Customers whose accounts were accessed suffered further harm. Users can choose DNA Relatives on 23andMe. 23andMe provides user data if they opt-in. Hackers might examine the personal data of persons connected to one victim by accessing their account.

In its statement, 23andMe stated that the stolen data for the first 14,000 users “generally included ancestry information, and, for a subset of those accounts, health-related information based upon the user’s genetics.” 23andMe merely said the hackers obtained “profile information” and put “certain information” online for the other users.

TechCrunch compared stolen data to public genealogy information, including hobbyist and genealogical websites.
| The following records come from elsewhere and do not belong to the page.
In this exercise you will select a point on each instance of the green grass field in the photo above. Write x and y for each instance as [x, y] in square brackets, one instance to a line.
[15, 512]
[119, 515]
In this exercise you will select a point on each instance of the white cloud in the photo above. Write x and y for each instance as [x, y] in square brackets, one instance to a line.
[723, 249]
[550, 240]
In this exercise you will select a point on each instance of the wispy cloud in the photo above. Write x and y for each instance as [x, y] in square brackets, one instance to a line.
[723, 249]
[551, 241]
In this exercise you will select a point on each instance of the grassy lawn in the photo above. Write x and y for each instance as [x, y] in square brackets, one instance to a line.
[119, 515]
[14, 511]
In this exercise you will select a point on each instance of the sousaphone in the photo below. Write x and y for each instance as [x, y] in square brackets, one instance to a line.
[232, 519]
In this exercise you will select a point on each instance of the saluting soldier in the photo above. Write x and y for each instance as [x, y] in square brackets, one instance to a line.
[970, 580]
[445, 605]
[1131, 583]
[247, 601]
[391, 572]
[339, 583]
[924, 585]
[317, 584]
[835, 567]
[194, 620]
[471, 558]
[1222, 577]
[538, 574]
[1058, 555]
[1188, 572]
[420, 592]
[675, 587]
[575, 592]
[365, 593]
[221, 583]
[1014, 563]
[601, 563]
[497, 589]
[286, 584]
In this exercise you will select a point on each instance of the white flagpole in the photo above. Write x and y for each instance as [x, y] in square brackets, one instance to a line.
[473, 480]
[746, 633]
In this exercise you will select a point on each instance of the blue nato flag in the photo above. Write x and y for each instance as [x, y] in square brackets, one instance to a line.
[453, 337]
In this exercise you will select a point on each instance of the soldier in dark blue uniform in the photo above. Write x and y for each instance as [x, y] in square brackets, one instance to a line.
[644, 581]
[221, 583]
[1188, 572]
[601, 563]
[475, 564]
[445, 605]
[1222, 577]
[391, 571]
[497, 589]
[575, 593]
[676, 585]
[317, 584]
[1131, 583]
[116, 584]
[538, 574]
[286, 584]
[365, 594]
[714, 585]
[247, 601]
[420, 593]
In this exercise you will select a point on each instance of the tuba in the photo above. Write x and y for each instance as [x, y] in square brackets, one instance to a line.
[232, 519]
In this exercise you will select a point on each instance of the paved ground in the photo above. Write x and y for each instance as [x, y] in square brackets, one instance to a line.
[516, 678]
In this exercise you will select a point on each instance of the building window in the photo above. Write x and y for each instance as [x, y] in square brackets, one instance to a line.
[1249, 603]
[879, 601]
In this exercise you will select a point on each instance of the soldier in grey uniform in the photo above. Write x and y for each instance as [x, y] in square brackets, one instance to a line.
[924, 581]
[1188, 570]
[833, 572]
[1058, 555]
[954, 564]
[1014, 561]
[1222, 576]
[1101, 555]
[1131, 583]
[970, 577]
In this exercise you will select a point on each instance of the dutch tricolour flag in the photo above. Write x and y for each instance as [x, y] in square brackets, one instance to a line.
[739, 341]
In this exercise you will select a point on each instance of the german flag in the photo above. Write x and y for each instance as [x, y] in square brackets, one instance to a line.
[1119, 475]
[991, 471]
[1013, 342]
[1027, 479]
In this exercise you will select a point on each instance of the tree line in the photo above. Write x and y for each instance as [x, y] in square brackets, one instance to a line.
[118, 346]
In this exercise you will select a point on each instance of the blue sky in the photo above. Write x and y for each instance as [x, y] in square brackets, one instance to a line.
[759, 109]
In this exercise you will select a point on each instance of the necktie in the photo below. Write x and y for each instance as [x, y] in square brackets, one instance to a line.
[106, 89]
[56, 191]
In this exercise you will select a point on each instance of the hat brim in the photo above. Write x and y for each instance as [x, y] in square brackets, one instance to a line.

Although the data were organized differently, they contained some of the same unique user and genetic information as genealogical records released online years earlier.

TechCrunch said that one genealogy website’s owner has roughly 5,000 23andMe-discovered relatives and that our “correlations might take that into account.”

In October, hackers posted the supposed data of one million Jewish Ashkenazi and 100,000 Chinese users on a popular hacking site. Four million additional user records were offered by the same thief two weeks later. The hacker wanted $1–$10 for victim info.

TechCrunch revealed that another hacker on a separate site marketed even more stolen customer data two months before news outlets exposed it in October. To sell 300 gigabytes of stolen 23andMe customer data, the hacker demanded $50 million or $1,000–10,000 for a portion of the first advertising.

On October 10, 23andMe compelled users to reset and update their passwords and enable multi-factor authentication after the data leak. The petition states that on November 6, the corporation mandated two-step authentication for all customers.

After the 23andMe incident, Ancestry and MyHeritage required two-factor verification.